Police members pay the least on their auto insurance premiums for their personal vehicles, new research finds.
Their annual car insurance costs average £ 489, according to data from Quotezone, a price comparison site.
The next lowest premiums, by occupation, are for ministers who pay an average of £ 547 a year.
The next are driving instructors, who pay a little more, £ 591.
Members of the police pay the least on their car insurance premiums for their vehicles
The analysis is based on a sample of more than 800,000 auto insurance policies collected on the Quotezone website from across the UK in 2020.

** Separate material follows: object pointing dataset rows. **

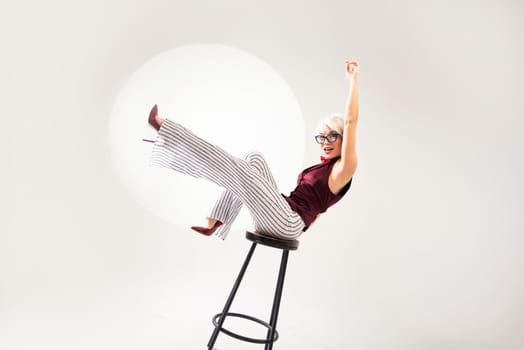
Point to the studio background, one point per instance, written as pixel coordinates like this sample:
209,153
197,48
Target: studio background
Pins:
425,252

Police officers were found to have the lowest premiums, which is likely due to insurers taking into account the temperament and maturity of these professions, their likelihood of adhering strictly to the law for professional reasons, and also their training in safer driving.

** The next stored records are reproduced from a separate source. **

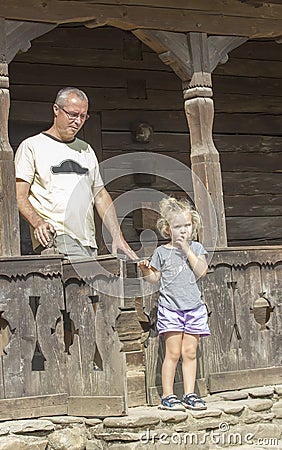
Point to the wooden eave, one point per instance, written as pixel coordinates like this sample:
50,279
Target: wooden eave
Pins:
248,18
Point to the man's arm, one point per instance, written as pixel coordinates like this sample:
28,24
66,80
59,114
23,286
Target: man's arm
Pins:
41,228
107,212
148,272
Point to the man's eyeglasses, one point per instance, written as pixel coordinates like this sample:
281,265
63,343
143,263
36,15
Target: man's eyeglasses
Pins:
74,115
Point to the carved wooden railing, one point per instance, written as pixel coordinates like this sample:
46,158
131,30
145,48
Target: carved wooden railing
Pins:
59,348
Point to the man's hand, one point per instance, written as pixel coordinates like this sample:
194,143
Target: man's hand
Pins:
121,244
42,232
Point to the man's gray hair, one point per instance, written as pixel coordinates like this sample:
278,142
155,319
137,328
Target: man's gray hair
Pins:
63,94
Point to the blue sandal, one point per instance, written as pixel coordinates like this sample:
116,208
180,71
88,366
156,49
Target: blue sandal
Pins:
193,401
171,402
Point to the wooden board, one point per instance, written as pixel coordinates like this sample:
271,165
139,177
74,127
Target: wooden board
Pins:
96,406
242,379
151,17
37,406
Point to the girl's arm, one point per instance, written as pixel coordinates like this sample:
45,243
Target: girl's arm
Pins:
149,272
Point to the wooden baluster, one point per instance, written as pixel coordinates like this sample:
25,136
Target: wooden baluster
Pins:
205,165
9,217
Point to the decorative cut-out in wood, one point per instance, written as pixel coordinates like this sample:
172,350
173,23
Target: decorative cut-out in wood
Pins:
97,362
5,334
69,330
261,311
34,304
38,360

At the other end of the scale, hospitality workers had to pay some of the highest average insurance premiums.
Restaurant managers were found to have the highest average premiums at £ 968.
Meanwhile, restaurateurs didn’t lag far behind at £ 934 and bar staff were charged an average of £ 964.

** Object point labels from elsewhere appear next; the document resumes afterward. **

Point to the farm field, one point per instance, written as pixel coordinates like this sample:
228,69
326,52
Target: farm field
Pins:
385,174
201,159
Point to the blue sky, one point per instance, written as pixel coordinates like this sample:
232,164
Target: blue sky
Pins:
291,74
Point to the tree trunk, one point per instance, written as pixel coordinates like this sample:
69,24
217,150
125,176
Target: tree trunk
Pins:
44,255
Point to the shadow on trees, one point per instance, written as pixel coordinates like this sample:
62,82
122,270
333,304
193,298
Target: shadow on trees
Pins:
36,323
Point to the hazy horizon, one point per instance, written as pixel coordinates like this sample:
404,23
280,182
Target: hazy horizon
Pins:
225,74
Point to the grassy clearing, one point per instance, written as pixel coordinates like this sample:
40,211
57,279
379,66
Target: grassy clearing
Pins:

Insurance companies use a wide variety of variables when calculating auto insurance premiums, including the policyholder’s occupation.
While many bar staff tend to be younger workers, and their relative youthfulness is likely to drive up the average premium, it’s also worth noting that the average premium for restaurateurs is much higher than the insurance costs for people in many other professions, despite the fact that restaurateurs are often significantly older are bar staff.
Another factor that can drive up insurance costs for people in the hospitality industry is the fact that many of them are more likely to drive at night than office workers and those in other professions.
Driving at night increases the risk of a traffic accident, which some insurers may allow their premiums to take into account.
Engineers and accountants were at the center of the table with annual costs of £ 665.21 and £ 672.38 respectively.
Quotezone founder Greg Wilson said, “Your occupation is just one of the variables used in an insurance company’s premium calculation, but it’s an important one.
It’s probably not surprising that police professionals and driving instructors take advantage of some of the cheapest auto insurance premiums when insuring their own vehicles, as people who teach or obey the rules of the road are more likely to comply. those rules and regulations themselves.
But whatever your profession, it’s clear that your job title can have a big impact on your auto insurance premium.
|Occupation||Average car insurance premium in 2020 (£)|
|Ministers of Religion||546.92|
|Construction (excluding architects)||853.02|
Given the number of people who have recently changed jobs and the fact that many are thinking about doing this as we start a new year, it is worth emphasizing that policyholders are required to notify their auto insurance companies if there is any material policy details, such as job title.
Also, keep in mind that smaller changes in the way people work can sometimes affect premium as well.
‘If, for example, policyholders now work from home, park their car in a private driveway, do not use their car for business use or the home-work trip, this could possibly lead to a lower premium.’
East London drivers pay the highest premiums
Auto insurance premiums started to rise in late 2020, after four consecutive quarters of falls, a separate study found.
According to data from MoneySupermarket, the cost of an average full auto insurance policy in the last three months of 2020 was £ 490.
This was after a period where prices gradually fell throughout 2020, partly due to people driving less due to lockdown restrictions.
However, premiums were up 3.6 percent at the end of December, compared to £ 473 between July and September.
The study also analyzed how location can affect a driver’s premium price.
It turned out that drivers in East London pay the most in the UK, £ 955 a year, which is almost double the national average of £ 490.
It is also £ 265 more than the average premium paid by London drivers as a whole, which is £ 690.
Many of the most expensive locations for bounties were located in the capital, including Ilford and Barking, North West London, Southall and Uxbridge, North London and South East London.
On the other hand, licensees in Kirkwall in the Orkney Islands have the cheapest premiums in the country at just £ 269.
This is £ 686 cheaper than the one in East London, reflecting the much lower risk of accident and theft.